Agreements around AI remain elusive and frustrating to both sides of the table. Management believes the union is focused on too many “what if” scenarios involving fast-changing generative AI technology, while actors maintain that AI is the existential threat to their livelihoods that has fueled much of the strike. The work stoppage that began July 14 has reached Day 112, marking the longest strike against TV and film producers in SAG-AFTRA’s nearly 100-year history.
In a message to members sent late Thursday, SAG-AFTRA’s negotiating committee had a confident and business-like tone.
“The Negotiating Committee was on standby today awaiting a response from the AMPTP on both the AI counter we presented yesterday, and the comprehensive counter proposal we passed across the table five days ago,” the message to members read. “Our team looks forward to continuing bargaining with the companies tomorrow.”
As the union and the Alliance of Motion Picture and Television Producers inch closer to an agremeent, sources close to the situation said there was frustration from the AMPTP side that SAG-AFTRA raised a number of issues this week that are seen by management as late additions to the demands while the union side counters that these issues have been on the table all along, but were lower on the list of priorities, until now. This is a rerun of the scenario that played out in late September as the Writers Guild of America came to the end of its 148-day strike.
The union told its members on Wednesday night that it had delivered a “comprehensive” counterproposal on Saturday, and had yet to hear a response.

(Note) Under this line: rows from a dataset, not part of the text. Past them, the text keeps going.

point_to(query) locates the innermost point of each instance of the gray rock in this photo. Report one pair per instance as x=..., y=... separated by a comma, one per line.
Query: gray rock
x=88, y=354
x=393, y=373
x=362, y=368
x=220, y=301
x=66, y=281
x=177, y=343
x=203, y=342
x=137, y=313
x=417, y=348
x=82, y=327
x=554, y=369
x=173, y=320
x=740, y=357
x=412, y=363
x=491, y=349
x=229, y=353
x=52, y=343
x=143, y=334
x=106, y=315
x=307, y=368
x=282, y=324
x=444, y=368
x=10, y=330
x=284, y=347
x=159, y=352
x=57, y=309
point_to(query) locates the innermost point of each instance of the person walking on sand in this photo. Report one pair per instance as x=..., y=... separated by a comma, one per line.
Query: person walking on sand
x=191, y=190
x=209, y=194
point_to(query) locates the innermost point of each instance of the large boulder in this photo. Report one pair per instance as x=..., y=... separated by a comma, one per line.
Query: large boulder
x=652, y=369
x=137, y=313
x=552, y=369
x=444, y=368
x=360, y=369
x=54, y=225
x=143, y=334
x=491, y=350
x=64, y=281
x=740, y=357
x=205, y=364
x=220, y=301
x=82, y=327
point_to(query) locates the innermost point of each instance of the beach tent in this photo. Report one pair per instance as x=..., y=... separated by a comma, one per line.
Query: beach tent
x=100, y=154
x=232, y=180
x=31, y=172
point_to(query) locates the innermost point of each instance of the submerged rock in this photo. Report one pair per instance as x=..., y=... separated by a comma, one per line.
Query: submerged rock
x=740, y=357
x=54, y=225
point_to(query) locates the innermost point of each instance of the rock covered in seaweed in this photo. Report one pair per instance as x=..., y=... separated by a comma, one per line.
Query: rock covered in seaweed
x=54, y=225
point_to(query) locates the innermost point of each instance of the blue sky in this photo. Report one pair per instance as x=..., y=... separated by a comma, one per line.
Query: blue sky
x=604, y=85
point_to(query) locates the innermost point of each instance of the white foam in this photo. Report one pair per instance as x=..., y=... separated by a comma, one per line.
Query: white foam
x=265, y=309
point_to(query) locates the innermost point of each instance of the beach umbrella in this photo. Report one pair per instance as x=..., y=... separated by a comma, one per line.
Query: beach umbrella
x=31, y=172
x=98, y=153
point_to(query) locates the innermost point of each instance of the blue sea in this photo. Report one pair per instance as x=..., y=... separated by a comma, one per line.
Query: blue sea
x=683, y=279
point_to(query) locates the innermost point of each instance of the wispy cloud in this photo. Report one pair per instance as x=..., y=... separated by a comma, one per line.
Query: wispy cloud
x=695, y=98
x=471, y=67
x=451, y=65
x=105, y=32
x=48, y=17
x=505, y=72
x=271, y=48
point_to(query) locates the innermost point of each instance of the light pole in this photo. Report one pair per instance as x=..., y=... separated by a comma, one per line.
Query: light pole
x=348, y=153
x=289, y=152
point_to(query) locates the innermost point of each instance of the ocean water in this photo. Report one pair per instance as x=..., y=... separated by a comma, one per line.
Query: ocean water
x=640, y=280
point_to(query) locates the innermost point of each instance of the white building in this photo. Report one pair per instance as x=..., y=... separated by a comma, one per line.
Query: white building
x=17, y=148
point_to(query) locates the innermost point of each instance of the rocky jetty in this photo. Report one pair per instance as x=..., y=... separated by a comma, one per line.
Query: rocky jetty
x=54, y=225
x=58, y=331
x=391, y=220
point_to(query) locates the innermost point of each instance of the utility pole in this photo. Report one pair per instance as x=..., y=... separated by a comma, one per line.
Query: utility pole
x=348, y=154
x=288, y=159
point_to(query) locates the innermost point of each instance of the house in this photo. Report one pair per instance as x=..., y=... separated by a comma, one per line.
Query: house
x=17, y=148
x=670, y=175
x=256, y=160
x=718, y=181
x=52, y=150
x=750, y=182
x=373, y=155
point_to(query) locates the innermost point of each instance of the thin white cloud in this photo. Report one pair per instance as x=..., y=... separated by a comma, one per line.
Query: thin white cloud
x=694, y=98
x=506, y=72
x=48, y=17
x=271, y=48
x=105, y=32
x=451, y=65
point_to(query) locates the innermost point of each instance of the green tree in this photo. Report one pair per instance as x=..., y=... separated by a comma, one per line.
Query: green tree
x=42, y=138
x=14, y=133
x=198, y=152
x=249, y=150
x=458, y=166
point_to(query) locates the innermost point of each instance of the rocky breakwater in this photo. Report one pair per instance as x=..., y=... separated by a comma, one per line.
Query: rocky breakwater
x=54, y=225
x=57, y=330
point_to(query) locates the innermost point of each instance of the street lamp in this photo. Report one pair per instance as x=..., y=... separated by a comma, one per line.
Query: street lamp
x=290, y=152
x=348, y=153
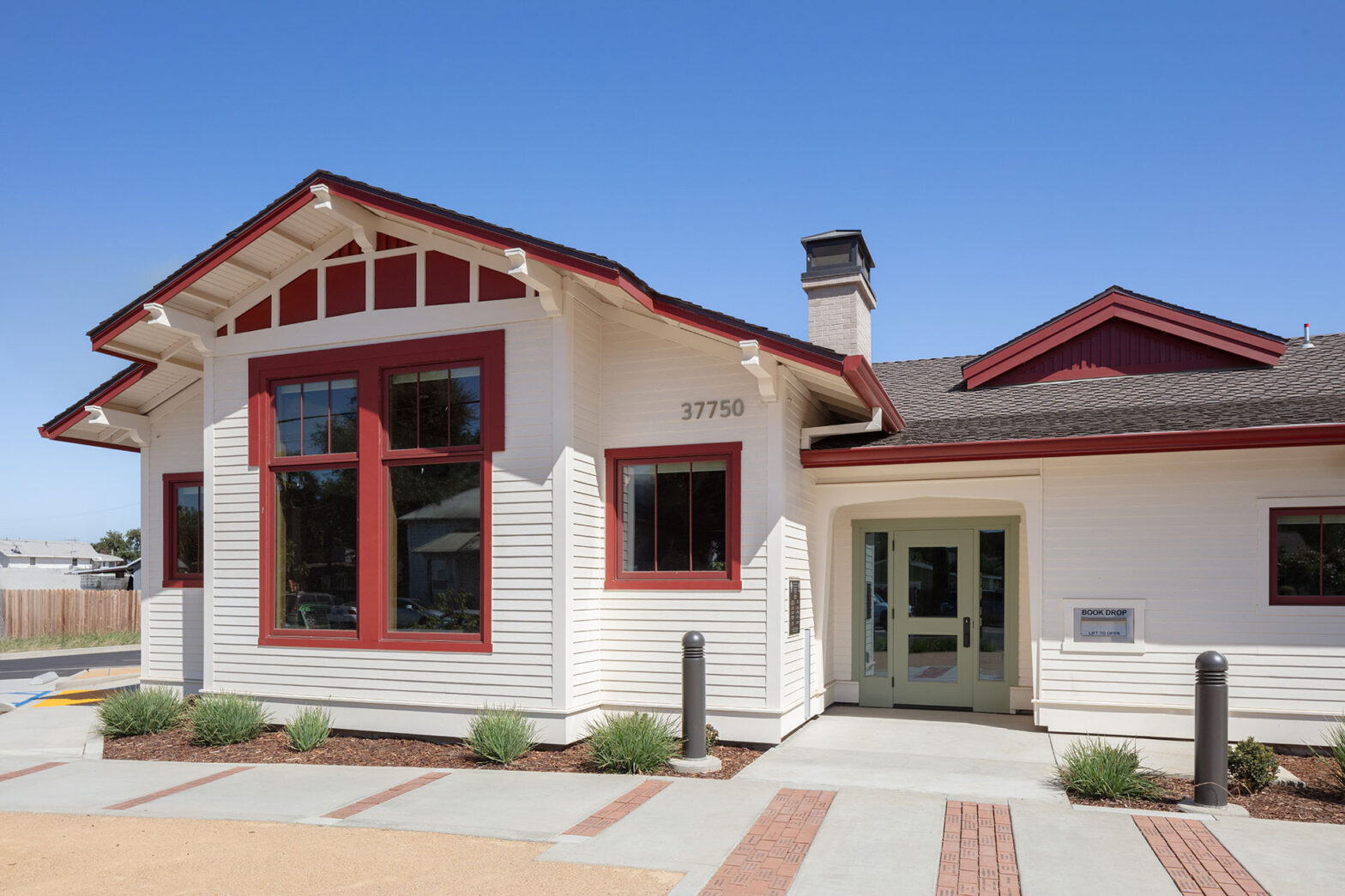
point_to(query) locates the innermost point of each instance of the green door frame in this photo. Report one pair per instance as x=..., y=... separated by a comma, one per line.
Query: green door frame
x=878, y=688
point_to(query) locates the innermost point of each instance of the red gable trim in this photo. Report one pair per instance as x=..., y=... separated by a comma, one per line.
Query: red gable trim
x=856, y=370
x=1080, y=446
x=1115, y=304
x=109, y=392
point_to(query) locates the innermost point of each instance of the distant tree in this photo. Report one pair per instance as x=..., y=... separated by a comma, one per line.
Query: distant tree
x=125, y=545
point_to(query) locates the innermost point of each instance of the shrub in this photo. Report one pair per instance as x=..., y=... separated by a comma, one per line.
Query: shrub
x=310, y=730
x=1098, y=770
x=501, y=735
x=146, y=711
x=1336, y=751
x=225, y=719
x=1252, y=765
x=632, y=744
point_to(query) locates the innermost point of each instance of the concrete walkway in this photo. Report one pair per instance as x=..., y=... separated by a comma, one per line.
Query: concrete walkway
x=880, y=827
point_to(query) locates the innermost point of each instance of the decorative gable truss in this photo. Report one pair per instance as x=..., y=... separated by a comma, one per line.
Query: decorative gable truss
x=1119, y=333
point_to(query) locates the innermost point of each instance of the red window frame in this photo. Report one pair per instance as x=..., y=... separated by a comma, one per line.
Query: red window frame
x=1297, y=600
x=172, y=482
x=682, y=580
x=370, y=368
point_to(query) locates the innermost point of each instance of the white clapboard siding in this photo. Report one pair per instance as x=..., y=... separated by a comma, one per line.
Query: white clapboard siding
x=520, y=666
x=644, y=380
x=170, y=617
x=1188, y=533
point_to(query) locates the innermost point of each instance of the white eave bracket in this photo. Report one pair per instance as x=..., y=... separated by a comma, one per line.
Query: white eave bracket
x=541, y=279
x=135, y=425
x=752, y=364
x=362, y=222
x=809, y=434
x=199, y=331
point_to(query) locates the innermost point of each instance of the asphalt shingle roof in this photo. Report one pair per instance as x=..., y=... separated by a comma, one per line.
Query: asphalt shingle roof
x=1306, y=388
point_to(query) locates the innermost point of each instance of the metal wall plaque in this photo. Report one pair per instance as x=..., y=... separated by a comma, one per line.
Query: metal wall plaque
x=1105, y=624
x=795, y=609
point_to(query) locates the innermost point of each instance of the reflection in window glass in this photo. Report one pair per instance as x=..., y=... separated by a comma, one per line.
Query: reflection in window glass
x=187, y=550
x=932, y=658
x=876, y=604
x=1311, y=555
x=315, y=549
x=674, y=517
x=933, y=581
x=992, y=649
x=436, y=562
x=315, y=418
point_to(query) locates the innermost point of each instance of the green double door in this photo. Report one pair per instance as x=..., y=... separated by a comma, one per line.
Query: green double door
x=933, y=612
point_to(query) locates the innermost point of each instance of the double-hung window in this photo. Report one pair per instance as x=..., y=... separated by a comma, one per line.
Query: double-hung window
x=672, y=517
x=184, y=506
x=376, y=493
x=1307, y=556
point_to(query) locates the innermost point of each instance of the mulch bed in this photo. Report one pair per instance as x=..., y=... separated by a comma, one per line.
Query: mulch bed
x=346, y=749
x=1319, y=799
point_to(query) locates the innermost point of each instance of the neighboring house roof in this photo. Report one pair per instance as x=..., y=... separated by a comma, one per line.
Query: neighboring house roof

The union has also said that the two sides remain “far apart” on key issues in the talks.
The union spent three hours on Wednesday delivering a detailed response on AI.
Some outside the talks have grown frustrated with the slow pace of progress, which they see as reflecting a lack of urgency on one side or the other.
After a long period of impasse, SAG-AFTRA and AMPTP negotiations resumed in early October but cratered on Oct. 11 after it became clear that they were still miles apart on crucial issues such as streaming residuals, minimum increases and AI. Amid signs of restlessness from prominent SAG-AFTRA members such as George Clooney, the sides reconvened Oct. 24 and have been in steady communication ever since.
Industry insiders are closely watching the situation as the window of opportunity is closing fast for Hollywood to get any movies or TV shows in production before year’s end. The many months of labor strife in Hollywood this year — mirroring the resurgent labor movement across many sectors of the U.S. economy this year — has taken a huge financial toll on actors, writers as well as myriad other stakeholders in the creative community.